PREPOSTERIUS

(selección de fragmentos realizada por el propio autor y dirigida a Mercedes Rodríguez)

([1973]. Publicado en Diálogo de la Lengua, 1993) 

 

 

Querida Mercedes:

 

Te envío algunos trozos de lo que he escrito últimamente, aun­que, como verás, está sin corregir.

Es algo particular que yo quiero enviarte, ahora que he roto totalmente con vosotros.

Para que sepas más sobre el sentido de lo demoniaco, cuestión que hoy me obsesiona, mira, por favor, la página 5 del primer escrito (preposterior 314).

Comprenderás que yo no puedo tener ya ninguna relación con vosotros, ni vosotros conmigo. Estáis muy cerca de Berlín. Si fueran otros tiempos, y allí hubieseis sido destinados, visitaríais, sin duda, a la bella Magda Goebels y sus encantadores hijos, cuyos nombres comenzaban todos por H.

Es lástima que aquella muchacha de Segovia haya sido así trans­formada. Tú podías haber escrito, como Santa Teresa: «Anoche vi a Cristo, que me dijo: Mercedes, el Padre te ama, y eres la delicia del Espíritu Santo». Empero, comentarás cenas y sus vinos. Yo he llorar por esto más que por mi frustración, y odiar los sucesos que así te han vuelto.

 

Miguel

6-6-73

 

Preposterior 45:

Llamamos hechos a lo que se manifiesta como figura: la Lógica y lo táctico, o sea, las enunciaciones simbólicas formales y las enunciaciones fácticas.

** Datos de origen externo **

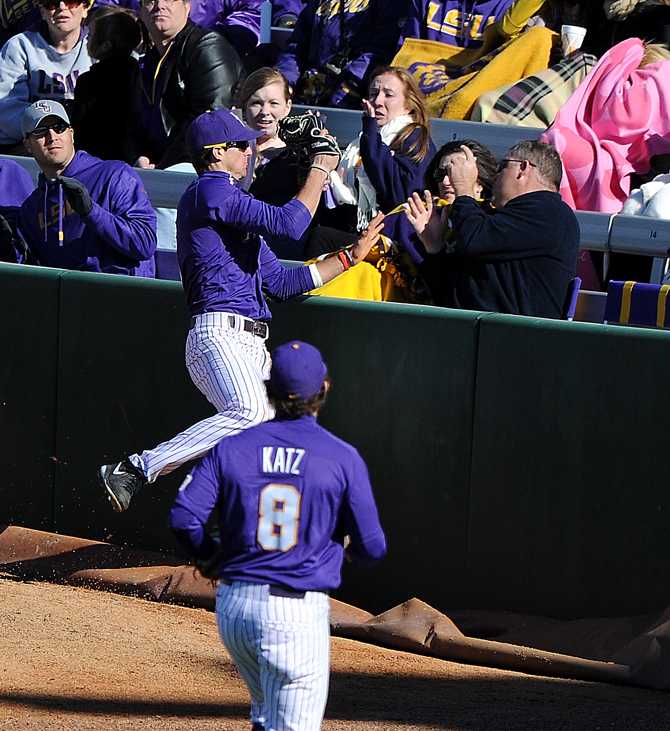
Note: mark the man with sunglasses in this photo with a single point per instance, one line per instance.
(520, 258)
(187, 71)
(86, 214)
(42, 64)
(226, 267)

Llamamos sucesos a lo que se manifiesta acaeciendo: la Estética, la Ética, la Memoria; en suma: las enunciaciones asimbólicas.

La correspondencia de los hechos y de los sucesos con las Categorías se llama realidad filosófica. Sólo los sucesos pueden no tener realidad filosófica, y, por tanto, ser irreales, en cuanto no correspondan con las Categorías estéticas, éticas o memoriales. Por tanto, la irrealidad es un problema estético, ético o de la conciencia. Fuera ella, nada hay irreal.

Así entendida, la realidad filosófica es la comparecencia de la Categoría en los sucesos. En este sentido, la locura, el mal, por ejemplo, son una irrealidad-filosófica.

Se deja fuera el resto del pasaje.